Bei allen Projekten und Aktionen achten wir darauf, dass diese den Menschen dienen. Wir möchten Kreislaufwirtschaft und nachhaltiges Wirtschaften etablieren. Dazu gehören: eine konsequente Müllvermeidung, die Wiederverwendung von Materialien, Tauschbörsen für Kleidung, Bücher und weiteres, Permakultur, an biologischer Landwirtschaft orientierte Methoden, solidarische Landwirtschaft, regionale Einkaufsketten und Wirtschafts- und Finanzsysteme zum Wohle aller.

Vernetzung

Wir tauschen uns mit anderen Gemeinschaften aus und leben in guter Nachbarschaft vor Ort. Wir streben eine regionale Vernetzung an (z.B. mit Biobauern und regionalen Gruppen). Darüber hinaus bieten wir offene Veranstaltungen an, z.B. aus dem spirituellen oder ökologischen Bereich. Überregional vernetzen wir uns mit Gemeinschaften mit ähnlichen Ausrichtungen.

Wir stellen uns unserer globalen Verantwortung und fördern in Entwicklungsländern Hilfe zur Selbsthilfe in Respekt und Achtung der Kultur vor Ort und im Einklang mit unseren Möglichkeiten.

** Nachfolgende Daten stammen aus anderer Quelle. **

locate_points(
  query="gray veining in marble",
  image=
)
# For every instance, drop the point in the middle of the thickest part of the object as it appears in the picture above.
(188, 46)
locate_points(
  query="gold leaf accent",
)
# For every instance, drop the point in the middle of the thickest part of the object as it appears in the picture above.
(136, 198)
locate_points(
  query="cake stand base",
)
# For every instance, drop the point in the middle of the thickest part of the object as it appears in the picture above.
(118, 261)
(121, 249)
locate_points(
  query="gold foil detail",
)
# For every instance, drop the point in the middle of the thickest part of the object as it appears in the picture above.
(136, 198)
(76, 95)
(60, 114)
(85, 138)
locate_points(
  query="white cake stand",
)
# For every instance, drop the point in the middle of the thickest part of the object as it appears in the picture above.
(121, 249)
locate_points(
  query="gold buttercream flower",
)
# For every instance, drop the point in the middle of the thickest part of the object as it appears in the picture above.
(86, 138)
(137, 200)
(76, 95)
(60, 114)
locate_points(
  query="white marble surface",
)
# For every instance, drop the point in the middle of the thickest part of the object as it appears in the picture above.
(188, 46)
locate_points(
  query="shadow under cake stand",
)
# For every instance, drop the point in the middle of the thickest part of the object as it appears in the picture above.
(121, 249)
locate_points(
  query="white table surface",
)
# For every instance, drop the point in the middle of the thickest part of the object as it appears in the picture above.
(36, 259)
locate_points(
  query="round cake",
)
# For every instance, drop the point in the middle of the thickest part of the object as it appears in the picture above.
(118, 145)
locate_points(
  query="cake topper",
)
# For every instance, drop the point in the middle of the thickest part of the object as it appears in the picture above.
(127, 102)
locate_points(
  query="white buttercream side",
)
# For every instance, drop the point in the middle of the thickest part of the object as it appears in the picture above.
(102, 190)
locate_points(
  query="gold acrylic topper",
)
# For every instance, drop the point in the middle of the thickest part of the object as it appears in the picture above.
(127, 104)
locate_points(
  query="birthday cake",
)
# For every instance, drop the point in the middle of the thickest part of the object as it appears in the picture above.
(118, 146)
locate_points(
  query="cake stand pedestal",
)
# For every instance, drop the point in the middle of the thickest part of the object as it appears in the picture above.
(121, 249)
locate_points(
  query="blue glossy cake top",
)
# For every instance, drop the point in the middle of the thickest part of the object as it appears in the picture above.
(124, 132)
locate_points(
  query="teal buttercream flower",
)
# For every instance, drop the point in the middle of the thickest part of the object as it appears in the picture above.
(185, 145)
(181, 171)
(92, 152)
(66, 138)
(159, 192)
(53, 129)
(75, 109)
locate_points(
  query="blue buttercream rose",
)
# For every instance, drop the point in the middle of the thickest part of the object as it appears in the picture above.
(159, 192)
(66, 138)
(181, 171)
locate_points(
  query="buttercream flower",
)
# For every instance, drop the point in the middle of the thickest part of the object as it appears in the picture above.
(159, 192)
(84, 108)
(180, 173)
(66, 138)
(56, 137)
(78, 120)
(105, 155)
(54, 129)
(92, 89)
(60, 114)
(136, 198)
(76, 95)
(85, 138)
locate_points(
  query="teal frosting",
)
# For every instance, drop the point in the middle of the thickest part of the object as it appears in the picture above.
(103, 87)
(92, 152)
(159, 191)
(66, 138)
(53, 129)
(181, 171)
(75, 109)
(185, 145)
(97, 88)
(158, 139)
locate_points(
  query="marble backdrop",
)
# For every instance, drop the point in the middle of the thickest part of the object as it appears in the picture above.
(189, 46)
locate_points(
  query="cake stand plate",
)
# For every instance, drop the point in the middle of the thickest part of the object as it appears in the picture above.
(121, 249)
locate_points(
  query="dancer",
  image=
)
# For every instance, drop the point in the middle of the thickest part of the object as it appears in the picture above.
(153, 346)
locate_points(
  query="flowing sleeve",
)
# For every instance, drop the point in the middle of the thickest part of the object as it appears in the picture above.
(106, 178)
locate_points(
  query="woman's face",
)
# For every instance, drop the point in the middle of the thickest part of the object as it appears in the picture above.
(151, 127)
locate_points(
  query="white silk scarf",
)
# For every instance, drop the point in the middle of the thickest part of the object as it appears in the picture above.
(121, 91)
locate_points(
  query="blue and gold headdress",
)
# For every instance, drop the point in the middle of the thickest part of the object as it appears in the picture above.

Wir reflektieren die Auswirkungen unserer gemeinschaftlichen Beschlüsse und Handlungen. Wir möchten etwas zur Weiterentwicklung in der Gesellschaft beitragen und ein Lebensmodell schaffen, dass überlebensfähig ist.

Wir freuen uns auf weitere Menschen, die das Projekt bereichern und mit in die Verwirklichung bringen wollen.